Lettre ouverte de Mgr
Lefebvre au Pape
Le 9
décembre 1983, Mgr Lefebvre a convoqué la presse à
l'aéroport français Charles-de-Gaulle, à Roissy, dans le
but de faire « une importante communication ». Au cours de
cette conférence de presse, le fondateur du séminaire
traditionaliste d'Ecône (Suisse) a remis aux journalistes
le texte d'une lettre ouverte au Pape cosignée par Mgr
Antonio de Castro Mayer, ancien évêque de Campos (Brésil).
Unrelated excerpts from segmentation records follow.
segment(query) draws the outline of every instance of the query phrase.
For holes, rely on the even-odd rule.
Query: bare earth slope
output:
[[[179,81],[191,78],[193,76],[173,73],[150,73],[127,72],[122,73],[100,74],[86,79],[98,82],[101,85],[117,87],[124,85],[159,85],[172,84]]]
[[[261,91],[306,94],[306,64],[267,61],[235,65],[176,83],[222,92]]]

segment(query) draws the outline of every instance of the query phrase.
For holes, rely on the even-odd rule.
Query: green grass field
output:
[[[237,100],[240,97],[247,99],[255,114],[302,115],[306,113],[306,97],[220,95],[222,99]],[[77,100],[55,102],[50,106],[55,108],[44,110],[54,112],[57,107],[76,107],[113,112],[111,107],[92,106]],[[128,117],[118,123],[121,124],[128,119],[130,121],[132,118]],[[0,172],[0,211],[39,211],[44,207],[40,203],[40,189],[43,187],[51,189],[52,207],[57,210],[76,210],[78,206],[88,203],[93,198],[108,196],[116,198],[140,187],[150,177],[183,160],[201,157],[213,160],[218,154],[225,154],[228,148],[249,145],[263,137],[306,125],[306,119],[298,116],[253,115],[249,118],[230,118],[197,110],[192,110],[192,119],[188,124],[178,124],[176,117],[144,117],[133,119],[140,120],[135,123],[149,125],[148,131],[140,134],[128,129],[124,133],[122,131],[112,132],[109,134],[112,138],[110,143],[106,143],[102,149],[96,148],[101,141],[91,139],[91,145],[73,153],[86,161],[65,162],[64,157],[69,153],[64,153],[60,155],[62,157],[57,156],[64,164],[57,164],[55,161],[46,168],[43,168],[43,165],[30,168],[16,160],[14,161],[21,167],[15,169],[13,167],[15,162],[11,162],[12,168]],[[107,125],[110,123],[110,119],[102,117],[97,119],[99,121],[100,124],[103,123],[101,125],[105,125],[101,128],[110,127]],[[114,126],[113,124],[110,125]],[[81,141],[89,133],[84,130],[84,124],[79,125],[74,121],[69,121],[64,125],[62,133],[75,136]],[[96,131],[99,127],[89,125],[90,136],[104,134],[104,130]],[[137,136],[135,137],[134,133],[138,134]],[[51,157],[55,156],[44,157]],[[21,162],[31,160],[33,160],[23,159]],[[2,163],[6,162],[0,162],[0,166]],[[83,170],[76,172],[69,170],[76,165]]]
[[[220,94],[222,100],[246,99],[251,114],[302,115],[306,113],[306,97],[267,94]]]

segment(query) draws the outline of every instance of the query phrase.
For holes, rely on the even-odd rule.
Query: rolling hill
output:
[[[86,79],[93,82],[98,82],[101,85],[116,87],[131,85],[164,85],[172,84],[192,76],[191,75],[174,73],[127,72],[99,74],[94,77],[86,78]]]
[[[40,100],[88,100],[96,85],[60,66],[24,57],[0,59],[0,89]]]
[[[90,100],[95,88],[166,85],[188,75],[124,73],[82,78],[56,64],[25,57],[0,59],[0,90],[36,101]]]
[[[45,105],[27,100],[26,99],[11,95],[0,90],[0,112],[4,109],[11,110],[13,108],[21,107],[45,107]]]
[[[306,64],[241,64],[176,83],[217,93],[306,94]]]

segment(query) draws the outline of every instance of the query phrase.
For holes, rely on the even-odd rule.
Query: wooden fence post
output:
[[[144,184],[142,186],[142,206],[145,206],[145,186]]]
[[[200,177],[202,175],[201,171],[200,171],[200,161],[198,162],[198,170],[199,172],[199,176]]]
Cette lettre est suivie d'un « bref résumé des principales
erreurs de l'ecclésiologie conciliaire «. Voici ces deux
textes (1):
TRÈS
SAINT-PÈRE,
Que Votre Sainteté nous
permette, avec une franchise toute filiale, de lui
soumettre les réflexions suivantes:
La situation de l'Église est
telle, depuis vingt ans, qu'elle apparaît comme une cité
occupée.
Des milliers de membres du
clergé et des millions de fidèles vivent dans l'angoisse et
la perplexité en raison de « l'autodestruction de l'Église
». Les erreurs contenues dans les documents du Concile
Vatican II, les réformes postconciliaires et spécialement
la réforme liturgique, les fausses conceptions diffusées
par des documents officiels, les abus de pouvoir accomplis
par la hiérarchie les jettent dans le trouble et le
désarroi.
En ces circonstances
douloureuses, beaucoup perdent la foi, la charité se
refroidit, le concept de la véritable unité de l'Église
disparaît dans le temps et dans l'espace.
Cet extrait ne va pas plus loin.